RIO DE JANEIRO — Spain, the nation that has won the last two silver medals at the Olympics and three of the last four European championships, is now 0-2 in Rio.
For the second straight game, Spain went down to the wire with its opponent and couldn’t get the bucket it needed to tie or win the game. On Sunday, Pau Gasol was blocked by Croatia’s Dario Saric at the buzzer. On Tuesday, Sergio Llull‘s wild runner was well short. The difference in Brazil’s 66-65 victory was Marcus Vinicius’ tip-in with 5.5 seconds left, as well as a pair of free throws that Gasol missed with 24 seconds on the clock.
It was a huge victory for Brazil, which improved to 1-1 in the competitive Group B. The question is whether it was just another bump in the road for Spain or a sign of the national team’s decline.
Spain’s starting point guard for the last two Olympics (though he missed the last two games in 2008 with an injury), Jose Calderon, has spent almost all of the first two games here on the bench. Calderon was a DNP against Croatia and played less than two minutes against Brazil.
Calderon, now 34 years old, playing behind Ricky Rubio, Sergio Rodriguez and Sergio Llull is a clear indication that the national team is in a period of transition. Calderon’s generation, which includes Pau Gasol (36), Juan Carlos Navarro (36) and Felipe Reyes (36), is on its way out.
And with the younger talent that Spain has in the backcourt, Calderon is the first to really take a back seat. He spoke with NBA.com about that topic after Tuesday’s loss.
NBA.com: Has it been tough to sit and watch these games?

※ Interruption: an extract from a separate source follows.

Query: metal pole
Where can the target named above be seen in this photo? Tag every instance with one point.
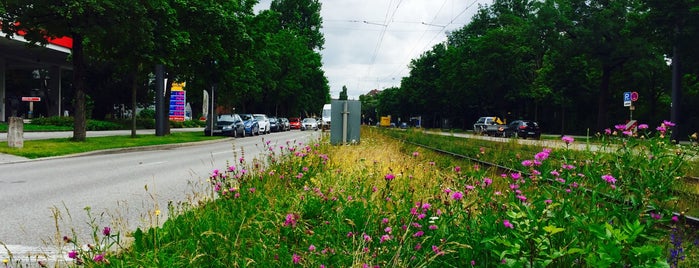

Calderon: It’s always tough when your team loses. It’s about us. We got three more games and we can make it happen or not. Hopefully, it can get better.
NBA.com: But you’ve always had a bigger role for this team.
Calderon: Yeah, but you know, it’s always changing. Everything is changing, but always the team first. I know my role. I know why I’m here. I’m happy to be here. I’m happy to help my team.
NBA.com: You’re healthy?
Calderon: 100 percent. I’m ready to help when my name is called and ready, as well, for next season with the Lakers. I think it’s going to be an exciting one and I’m happy to be there as well.
NBA.com: Spain has lost games early in the tournament before and come back to medal. Does this feel any different?
Calderon: It’s different. You always want to get a win as soon as possible and the difference is we [almost] got them. It was right there for us. We didn’t finish and we have to be better with that. Hopefully, we can change this around. If we get these [next] three wins, we’ll be in [the quarterfinals]. That’s how we got to think.
NBA.com: How much is Marc Gasol missed?
Calderon: I’ll be lying if I say the team doesn’t miss somebody like Marc Gasol. He’s a great player, but health is always first. He’s got to be ready for training camp.
NBA.com: Is this national team in transition?
Calderon: It’s been like that for a while. If you take out the four or five guys that have been together for so long, the young guys come in. They’re going to be here for a while.
In my position, there are so many guys. Ricky, Chacho (Rodriguez), or even [Guillem] Vives was there last year [at Eurobasket].
NBA.com: It seems like other European teams are up there with you, that Spain isn’t as clearly second best basketball team in the world as it was four or eight years ago.
Calderon: I think we won a lot because of our experience, because we knew how to play in those moments, not because we were much, much better than the other teams. I think, right now, everybody’s getting better. Everybody’s getting used to playing these kinds of tournaments. It’s a long tournament and it doesn’t matter what happens at the beginning. You just got to keep going.
NBA.com: But Group B here is tough, and at least one good team isn’t going to make the quarterfinals.
Calderon: I don’t feel like anybody [in the group] going to go 5-0. It would be a surprise if somebody wins every game. That’s how equal it is. That’s good for us and hopefully, it will work out.